You should however read the documentation carefully, as there are some other behaviour as well, like L3 routed traffic...entering from another VLAN and routed out your VLAN (402) which looks like it might not be showed if using the 'rx' keyword...
The cmd 'monitor session 1 source vlan 402' defaults to both rx and tx traffic....so maybe try the 'rx' keyword after the command.
Play around with the features and compare what you want, what you see and what the docs says...you will get there ;-)
Hope this helps
JC
06-09-2020 01:36 PM
The syntax is correct. but what is this VLAN is this transit VLAN in the network?
06-09-2020 01:37 PM
The syntax is correct.

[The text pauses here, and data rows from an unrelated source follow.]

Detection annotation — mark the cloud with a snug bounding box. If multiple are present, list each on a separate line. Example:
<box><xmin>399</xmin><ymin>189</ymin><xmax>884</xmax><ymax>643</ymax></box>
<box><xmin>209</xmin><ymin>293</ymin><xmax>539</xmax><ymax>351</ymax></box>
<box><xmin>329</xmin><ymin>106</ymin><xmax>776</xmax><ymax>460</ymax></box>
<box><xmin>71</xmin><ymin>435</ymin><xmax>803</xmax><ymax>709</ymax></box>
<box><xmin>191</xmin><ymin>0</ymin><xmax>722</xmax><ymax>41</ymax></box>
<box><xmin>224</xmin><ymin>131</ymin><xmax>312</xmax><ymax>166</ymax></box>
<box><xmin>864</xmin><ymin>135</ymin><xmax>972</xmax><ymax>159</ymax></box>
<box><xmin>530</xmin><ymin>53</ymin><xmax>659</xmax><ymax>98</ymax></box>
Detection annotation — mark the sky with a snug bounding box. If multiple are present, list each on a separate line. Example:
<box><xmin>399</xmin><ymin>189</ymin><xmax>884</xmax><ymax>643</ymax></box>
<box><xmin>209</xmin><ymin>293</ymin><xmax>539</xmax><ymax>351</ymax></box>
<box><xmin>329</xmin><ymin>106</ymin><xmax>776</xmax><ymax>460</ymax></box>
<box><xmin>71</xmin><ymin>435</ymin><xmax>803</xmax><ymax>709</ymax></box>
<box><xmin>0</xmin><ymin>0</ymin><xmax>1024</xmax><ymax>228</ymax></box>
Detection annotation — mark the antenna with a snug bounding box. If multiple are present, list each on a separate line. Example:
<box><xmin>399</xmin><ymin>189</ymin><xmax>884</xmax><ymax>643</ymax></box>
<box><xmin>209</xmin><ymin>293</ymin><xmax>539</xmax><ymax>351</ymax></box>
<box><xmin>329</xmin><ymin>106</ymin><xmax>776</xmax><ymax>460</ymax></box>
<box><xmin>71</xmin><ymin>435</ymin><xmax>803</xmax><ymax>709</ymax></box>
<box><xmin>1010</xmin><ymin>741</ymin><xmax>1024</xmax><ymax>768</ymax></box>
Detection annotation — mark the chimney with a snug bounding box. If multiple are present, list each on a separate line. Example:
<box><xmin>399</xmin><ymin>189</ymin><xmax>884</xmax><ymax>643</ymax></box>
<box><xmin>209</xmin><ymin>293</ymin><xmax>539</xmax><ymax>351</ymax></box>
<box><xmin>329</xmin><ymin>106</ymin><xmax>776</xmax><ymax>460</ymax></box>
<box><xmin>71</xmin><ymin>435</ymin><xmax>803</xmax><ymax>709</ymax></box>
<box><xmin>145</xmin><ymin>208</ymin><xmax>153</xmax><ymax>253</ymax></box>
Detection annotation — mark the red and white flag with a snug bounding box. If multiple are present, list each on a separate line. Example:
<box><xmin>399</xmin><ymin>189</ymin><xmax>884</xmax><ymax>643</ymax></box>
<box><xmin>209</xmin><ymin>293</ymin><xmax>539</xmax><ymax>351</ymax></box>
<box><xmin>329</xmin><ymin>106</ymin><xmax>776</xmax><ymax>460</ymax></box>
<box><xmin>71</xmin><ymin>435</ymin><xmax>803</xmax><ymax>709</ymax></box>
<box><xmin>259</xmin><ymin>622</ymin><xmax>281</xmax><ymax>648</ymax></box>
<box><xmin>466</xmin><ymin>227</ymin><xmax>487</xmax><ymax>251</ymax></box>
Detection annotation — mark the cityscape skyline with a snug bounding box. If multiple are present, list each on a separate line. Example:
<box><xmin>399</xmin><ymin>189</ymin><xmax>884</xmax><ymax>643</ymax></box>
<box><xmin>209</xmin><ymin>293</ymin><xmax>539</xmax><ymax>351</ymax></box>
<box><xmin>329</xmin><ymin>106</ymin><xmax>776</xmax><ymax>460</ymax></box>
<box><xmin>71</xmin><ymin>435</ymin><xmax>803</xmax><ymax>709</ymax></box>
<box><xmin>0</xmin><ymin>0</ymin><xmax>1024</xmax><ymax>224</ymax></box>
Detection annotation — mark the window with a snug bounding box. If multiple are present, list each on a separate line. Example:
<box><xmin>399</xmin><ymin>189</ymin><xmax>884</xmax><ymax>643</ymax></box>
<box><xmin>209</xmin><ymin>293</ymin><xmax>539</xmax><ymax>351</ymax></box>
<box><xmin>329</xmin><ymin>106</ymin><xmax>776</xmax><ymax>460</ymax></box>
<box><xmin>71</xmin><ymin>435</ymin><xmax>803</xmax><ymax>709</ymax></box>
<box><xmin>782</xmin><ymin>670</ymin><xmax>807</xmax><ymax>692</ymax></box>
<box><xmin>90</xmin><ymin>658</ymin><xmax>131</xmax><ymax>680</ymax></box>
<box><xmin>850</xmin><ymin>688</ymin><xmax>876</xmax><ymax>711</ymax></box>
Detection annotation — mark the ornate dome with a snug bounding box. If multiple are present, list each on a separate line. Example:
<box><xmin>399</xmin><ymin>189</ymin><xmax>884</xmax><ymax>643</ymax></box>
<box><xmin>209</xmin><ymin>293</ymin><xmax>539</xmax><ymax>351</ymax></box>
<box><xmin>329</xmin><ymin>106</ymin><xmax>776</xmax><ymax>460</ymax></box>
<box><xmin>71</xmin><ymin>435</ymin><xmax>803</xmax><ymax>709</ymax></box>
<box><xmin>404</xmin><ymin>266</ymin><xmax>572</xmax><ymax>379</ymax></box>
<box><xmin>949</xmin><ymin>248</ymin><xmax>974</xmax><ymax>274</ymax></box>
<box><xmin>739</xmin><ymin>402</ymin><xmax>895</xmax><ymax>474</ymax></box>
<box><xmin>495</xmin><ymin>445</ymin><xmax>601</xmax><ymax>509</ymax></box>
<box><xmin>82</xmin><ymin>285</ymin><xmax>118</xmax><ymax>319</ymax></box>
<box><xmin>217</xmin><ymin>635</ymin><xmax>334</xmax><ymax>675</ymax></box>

What is the output of "show monitor"?
HTH
06-09-2020 01:51 PM
S1#sh monitor
Session 1
---------
Type : Local Session
Source VLANs :
Both : 402
Destination Ports : Gi1/0/9
Encapsulation : Native
Ingress : Disabled
S1#
06-09-2020 02:13 PM
From the config guide regarding RSPAN but not local SPAN.
When RSPAN is enabled, each packet being monitored is transmitted twice, once as normal traffic and once as a monitored packet. Therefore monitoring a large number of ports or VLANs could potentially generate large amounts of network traffic.
HTH
06-09-2020 02:20 PM
Hi Chris,
If you have a monitor session set up and the source is a vlan, you will get a copy sent to the span port when the packet enters the VLAN (rx) and another copy of the same packet when it exits and access port (tx). To get around this you can set the span session to only monitor rx traffic so you only get a copy of the packet as it enters the vlan or enters an access port but not both.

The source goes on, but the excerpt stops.